President Trump, as part of his expansive package of new tariffs, levied taxes on a number of uninhabited or sparsely populated islands that have little-to-no exports.
The announcement of new tariffs on Wednesday will hit nearly all foreign countries with a baseline tax at 10 percent. The administration also announced higher tariffs on others, ballooning up to 54 percent.
“Our country and its taxpayers have been ripped off for more than 50 years,” Trump said in his announcement from the White House, adding, “but it’s not going to happen anymore.”
Among those affected are the Heard Island and McDonald Islands, situated in the southern Indian Ocean southwest of Australia. The volcanically active subantarctic islands were slapped with a 10 percent tariff.
The islands, which feature two active volcanoes, are accessible only via a boat ride from Perth, Australia.
Australian Prime Minister Anthony Albanese told reporters following the announcement that the tariffs were not unexpected but “totally unwarranted” and claimed that “nowhere on Earth is safe.”
In a post on social platform X, he added that the Australia government would “stand up” for its people.
“These are uncertain times — but all Australians can be certain of this: we will always stand up for Australian jobs, Australian industry, Australian consumers and Australian values,” he wrote.
“Many other countries will be hit harder by today’s decision than Australia — and no nation is better prepared than Australia,” he added later.
Trump’s new set of tariffs also targeted Norfolk Island, a former British penal colony with a population of just more than 2,000 people.
The island, located in the South Pacific Ocean some 1,000 miles northeast of Sydney, was hit with 29 percent tariffs, a 19-point increase compared to Australia.

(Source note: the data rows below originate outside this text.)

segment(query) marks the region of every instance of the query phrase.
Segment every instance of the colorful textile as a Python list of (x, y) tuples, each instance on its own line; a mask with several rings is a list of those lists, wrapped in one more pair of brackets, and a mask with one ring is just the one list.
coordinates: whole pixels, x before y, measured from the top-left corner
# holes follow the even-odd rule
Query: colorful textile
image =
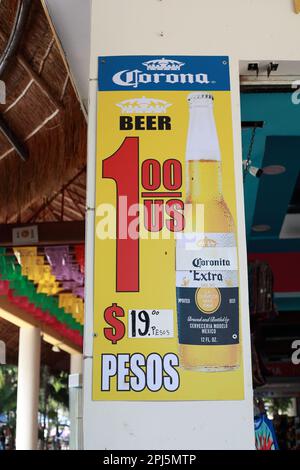
[(273, 423), (264, 413), (255, 416), (254, 429), (256, 450), (278, 450)]

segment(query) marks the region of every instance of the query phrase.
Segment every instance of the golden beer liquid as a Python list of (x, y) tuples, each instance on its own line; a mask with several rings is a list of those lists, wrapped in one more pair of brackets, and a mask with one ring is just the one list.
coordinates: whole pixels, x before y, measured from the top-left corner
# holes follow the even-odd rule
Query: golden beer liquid
[[(187, 218), (196, 214), (196, 204), (204, 208), (204, 233), (235, 233), (232, 215), (222, 195), (221, 162), (195, 160), (187, 162)], [(196, 221), (192, 220), (192, 227)], [(205, 288), (209, 289), (209, 288)], [(214, 288), (211, 288), (215, 290)], [(240, 345), (189, 345), (179, 344), (180, 364), (186, 369), (206, 372), (232, 370), (239, 367)]]

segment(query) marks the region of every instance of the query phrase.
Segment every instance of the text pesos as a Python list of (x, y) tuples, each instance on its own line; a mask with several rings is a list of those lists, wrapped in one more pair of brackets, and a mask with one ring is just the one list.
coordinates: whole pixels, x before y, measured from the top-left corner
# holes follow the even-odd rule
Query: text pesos
[(141, 353), (102, 354), (101, 390), (142, 392), (148, 389), (158, 392), (165, 389), (175, 392), (180, 384), (177, 367), (179, 358), (172, 353), (163, 357), (156, 353), (147, 357)]

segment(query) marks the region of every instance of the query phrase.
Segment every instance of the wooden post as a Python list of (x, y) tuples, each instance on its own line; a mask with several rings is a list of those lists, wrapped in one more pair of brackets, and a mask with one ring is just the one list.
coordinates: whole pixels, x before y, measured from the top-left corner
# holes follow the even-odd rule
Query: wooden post
[(294, 0), (295, 13), (300, 13), (300, 0)]

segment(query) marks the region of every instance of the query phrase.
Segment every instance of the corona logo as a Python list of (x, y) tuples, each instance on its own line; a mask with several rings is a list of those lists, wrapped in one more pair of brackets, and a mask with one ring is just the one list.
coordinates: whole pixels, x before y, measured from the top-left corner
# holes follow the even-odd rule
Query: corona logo
[(222, 267), (222, 266), (230, 266), (230, 261), (228, 259), (219, 258), (219, 259), (202, 259), (202, 258), (195, 258), (192, 262), (195, 268), (203, 268), (203, 267)]
[(164, 100), (143, 96), (142, 98), (121, 101), (117, 106), (121, 108), (122, 114), (165, 114), (172, 105)]
[(138, 88), (140, 85), (158, 85), (161, 83), (169, 85), (176, 85), (178, 83), (207, 85), (210, 83), (206, 73), (174, 73), (180, 71), (181, 67), (185, 65), (177, 60), (156, 59), (143, 62), (142, 65), (150, 73), (145, 73), (139, 69), (125, 69), (115, 73), (112, 81), (118, 86), (133, 88)]
[(0, 80), (0, 104), (6, 103), (6, 87), (5, 83)]
[(148, 62), (143, 62), (143, 65), (147, 68), (147, 70), (180, 70), (181, 67), (184, 65), (183, 62), (179, 62), (178, 60), (172, 59), (156, 59), (156, 60), (149, 60)]

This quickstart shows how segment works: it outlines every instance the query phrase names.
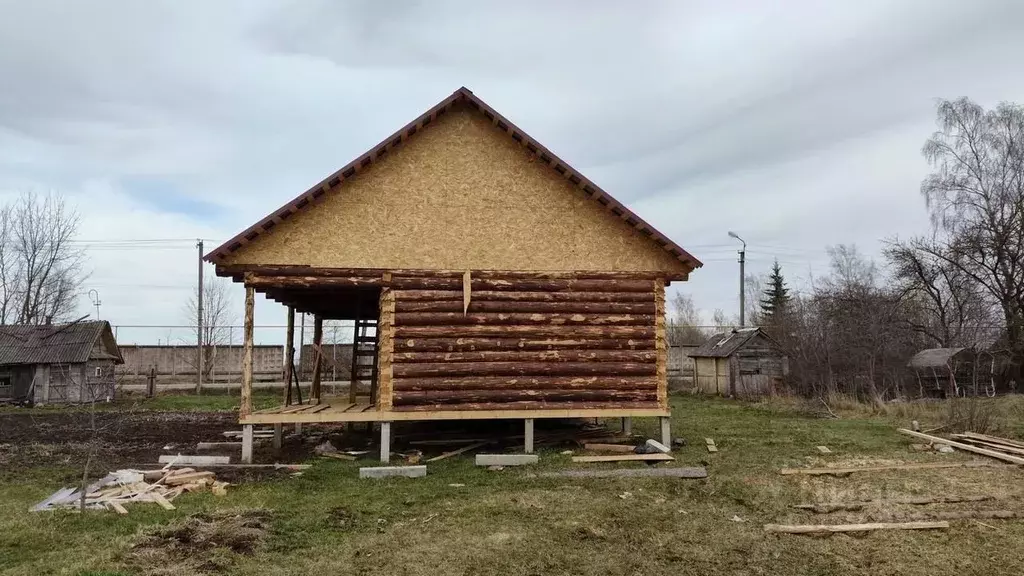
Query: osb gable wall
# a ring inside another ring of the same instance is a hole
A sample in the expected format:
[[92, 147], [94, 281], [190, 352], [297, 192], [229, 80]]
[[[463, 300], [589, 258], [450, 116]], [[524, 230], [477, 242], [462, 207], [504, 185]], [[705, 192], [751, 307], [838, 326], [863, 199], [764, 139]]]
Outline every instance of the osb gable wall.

Norfolk Island exported $655,000 worth of items to the U.S. in 2023, according to Observatory of Economic Complexity statistics, with most of it being leather footwear, motor vehicles and surveying equipment.
The island’s Administrator George Plant said in an interview that he was “completely confused” about the tariff, telling ABC Radio Melbourne that Norfolk Island does not “export anything to the United States” to justify the 29 percent import tax.

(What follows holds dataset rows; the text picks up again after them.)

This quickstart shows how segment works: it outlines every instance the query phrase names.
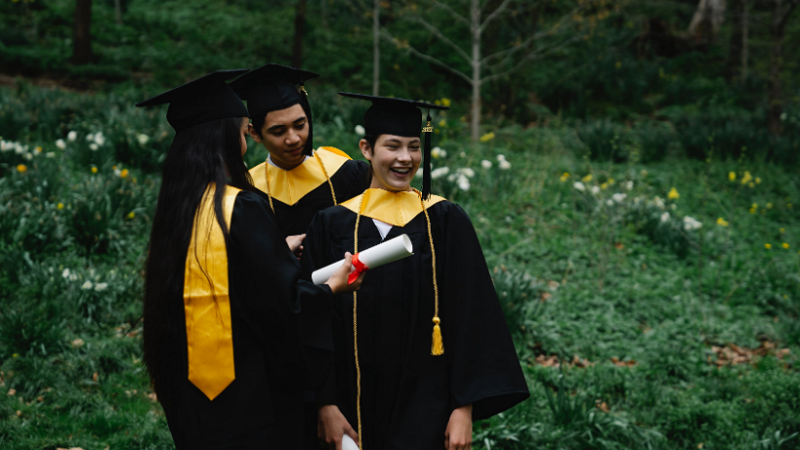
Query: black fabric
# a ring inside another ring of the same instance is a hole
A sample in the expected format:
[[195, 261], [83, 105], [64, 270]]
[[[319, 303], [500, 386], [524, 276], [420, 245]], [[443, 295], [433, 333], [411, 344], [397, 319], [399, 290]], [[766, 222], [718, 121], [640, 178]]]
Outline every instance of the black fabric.
[[[242, 191], [227, 243], [236, 379], [213, 401], [188, 381], [186, 330], [165, 343], [174, 374], [160, 398], [178, 450], [301, 448], [306, 373], [299, 322], [330, 316], [331, 291], [300, 280], [300, 266], [269, 204]], [[175, 299], [183, 311], [181, 297]], [[177, 362], [177, 363], [175, 363]], [[165, 371], [166, 372], [166, 371]], [[280, 444], [280, 445], [277, 445]], [[270, 446], [269, 448], [273, 448]]]
[[[361, 160], [347, 161], [336, 173], [328, 175], [331, 177], [336, 200], [339, 203], [361, 194], [371, 182], [369, 164]], [[275, 198], [272, 199], [272, 205], [275, 207], [278, 227], [283, 236], [303, 234], [308, 229], [314, 214], [333, 206], [331, 187], [327, 181], [324, 181], [294, 205], [287, 205]]]
[[422, 123], [420, 110], [450, 109], [433, 103], [417, 102], [404, 98], [379, 97], [375, 95], [339, 92], [344, 97], [367, 100], [372, 106], [364, 114], [364, 131], [369, 136], [393, 134], [403, 137], [419, 137]]
[[[451, 412], [472, 404], [474, 420], [525, 400], [528, 389], [475, 230], [459, 206], [442, 201], [429, 210], [437, 256], [439, 305], [445, 353], [431, 355], [434, 313], [431, 250], [424, 214], [392, 227], [414, 255], [367, 272], [358, 292], [362, 373], [362, 439], [370, 449], [441, 448]], [[335, 206], [316, 215], [306, 237], [304, 277], [345, 251], [353, 251], [356, 214]], [[382, 242], [373, 221], [362, 217], [359, 249]], [[316, 393], [338, 405], [355, 428], [353, 297], [333, 304], [335, 372]]]
[[278, 111], [301, 103], [296, 85], [318, 77], [319, 74], [280, 64], [266, 64], [247, 72], [231, 83], [252, 117]]
[[169, 103], [167, 122], [175, 130], [226, 117], [250, 117], [239, 96], [225, 83], [245, 72], [246, 69], [212, 72], [136, 106]]

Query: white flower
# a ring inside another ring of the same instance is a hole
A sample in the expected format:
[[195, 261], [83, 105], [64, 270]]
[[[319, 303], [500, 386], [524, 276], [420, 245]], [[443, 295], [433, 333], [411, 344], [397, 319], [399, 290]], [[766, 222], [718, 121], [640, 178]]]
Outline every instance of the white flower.
[[470, 169], [469, 167], [464, 167], [461, 169], [461, 173], [467, 176], [467, 178], [472, 178], [475, 176], [475, 171]]
[[431, 156], [433, 156], [436, 159], [447, 158], [447, 152], [439, 147], [433, 147], [433, 149], [431, 150]]
[[64, 278], [69, 278], [69, 269], [64, 269], [64, 271], [61, 272], [61, 276]]
[[693, 217], [684, 216], [683, 218], [683, 229], [686, 231], [696, 230], [702, 226], [703, 224], [695, 220]]
[[614, 200], [611, 200], [611, 199], [606, 200], [606, 205], [614, 206]]
[[70, 131], [69, 133], [67, 133], [67, 140], [74, 141], [77, 138], [78, 138], [78, 133], [74, 131]]
[[661, 223], [669, 222], [669, 213], [665, 212], [661, 215]]
[[150, 140], [150, 137], [146, 134], [139, 133], [136, 135], [136, 140], [139, 141], [139, 145], [145, 145], [147, 141]]
[[25, 150], [27, 150], [26, 147], [19, 145], [19, 142], [14, 142], [14, 153], [21, 155], [25, 153]]
[[106, 143], [106, 138], [103, 136], [101, 131], [98, 131], [97, 134], [94, 135], [94, 142], [97, 145], [103, 145]]
[[93, 152], [96, 152], [98, 147], [97, 147], [97, 144], [95, 144], [94, 142], [92, 142], [91, 144], [89, 144], [89, 148], [90, 148], [90, 149], [91, 149]]
[[577, 190], [579, 190], [579, 191], [581, 191], [581, 192], [583, 192], [583, 191], [585, 191], [585, 190], [586, 190], [586, 186], [584, 186], [584, 185], [583, 185], [583, 183], [581, 183], [580, 181], [576, 181], [576, 182], [575, 182], [575, 183], [572, 185], [572, 187], [574, 187], [575, 189], [577, 189]]
[[121, 173], [122, 173], [122, 171], [121, 171], [121, 170], [119, 170], [119, 169], [114, 169], [114, 175], [116, 175], [116, 176], [120, 176], [120, 174], [121, 174]]
[[592, 194], [597, 195], [599, 193], [600, 193], [600, 187], [599, 186], [592, 186]]
[[94, 140], [93, 134], [90, 133], [86, 135], [86, 142], [92, 142], [93, 140]]
[[32, 160], [32, 159], [33, 159], [33, 155], [32, 155], [32, 154], [30, 154], [30, 153], [25, 153], [25, 159], [27, 159], [28, 161], [30, 161], [30, 160]]
[[499, 167], [499, 168], [501, 168], [503, 170], [508, 170], [508, 169], [511, 168], [511, 163], [504, 159], [504, 160], [500, 161], [499, 164], [497, 164], [497, 167]]
[[86, 280], [86, 282], [83, 283], [83, 285], [81, 286], [81, 289], [83, 289], [85, 291], [88, 291], [91, 288], [92, 288], [92, 282], [89, 281], [89, 280]]
[[484, 159], [483, 161], [481, 161], [481, 167], [483, 167], [484, 169], [491, 169], [492, 168], [492, 162], [489, 161], [489, 160]]
[[626, 198], [628, 198], [628, 194], [616, 193], [611, 196], [611, 199], [617, 203], [622, 203], [622, 201], [625, 200]]
[[77, 273], [71, 273], [69, 275], [69, 281], [77, 281], [77, 280], [78, 280], [78, 274]]
[[459, 158], [466, 158], [467, 154], [465, 152], [461, 152], [458, 154]]
[[67, 148], [67, 143], [64, 142], [63, 139], [59, 139], [56, 141], [56, 147], [60, 148], [61, 150], [64, 150], [65, 148]]
[[669, 209], [671, 209], [671, 210], [675, 211], [676, 209], [678, 209], [678, 205], [676, 205], [675, 203], [673, 203], [673, 204], [669, 205]]
[[501, 154], [499, 154], [499, 155], [497, 155], [497, 161], [498, 161], [498, 162], [500, 162], [500, 161], [505, 161], [505, 160], [506, 160], [506, 155], [504, 155], [504, 154], [502, 154], [502, 153], [501, 153]]
[[355, 132], [357, 135], [363, 136], [364, 134], [366, 134], [367, 131], [361, 125], [356, 125]]
[[108, 287], [108, 283], [97, 283], [94, 286], [94, 290], [97, 292], [104, 291]]
[[47, 153], [44, 154], [44, 156], [46, 156], [48, 158], [55, 158], [56, 157], [56, 152], [47, 152]]
[[437, 179], [447, 175], [450, 172], [449, 167], [438, 167], [436, 169], [431, 170], [431, 178]]
[[661, 197], [656, 197], [653, 199], [653, 205], [655, 205], [656, 208], [664, 209], [664, 200], [661, 200]]
[[458, 176], [458, 188], [462, 191], [469, 190], [469, 178], [465, 177], [464, 175]]
[[629, 191], [630, 191], [631, 189], [633, 189], [633, 181], [628, 181], [628, 182], [626, 182], [626, 183], [625, 183], [625, 189], [627, 189], [627, 190], [629, 190]]

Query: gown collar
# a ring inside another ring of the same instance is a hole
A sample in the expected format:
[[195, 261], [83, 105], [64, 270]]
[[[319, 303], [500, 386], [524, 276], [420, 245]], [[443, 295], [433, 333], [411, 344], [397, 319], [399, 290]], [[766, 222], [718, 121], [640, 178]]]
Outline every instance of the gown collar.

Another Australian territory situated in the Indian Ocean is also facing a 10 percent tariff.
Christmas Island Shire President Gordon Thomson told The Associated Press that trade between the island and the U.S. is nonexistent other than the exchange of mining equipment through Tractors Singapore.
The island’s main economic activity is a mining of low-grade phosphate, thus, it relies on U.S. machines.
“The trade, if anything, is U.S. product into Christmas Island,” Thomson told the AP. “The only thing that we export is phosphate and that goes to Malaysia, Indonesia, maybe Thailand and a bit to the Australian mainland.”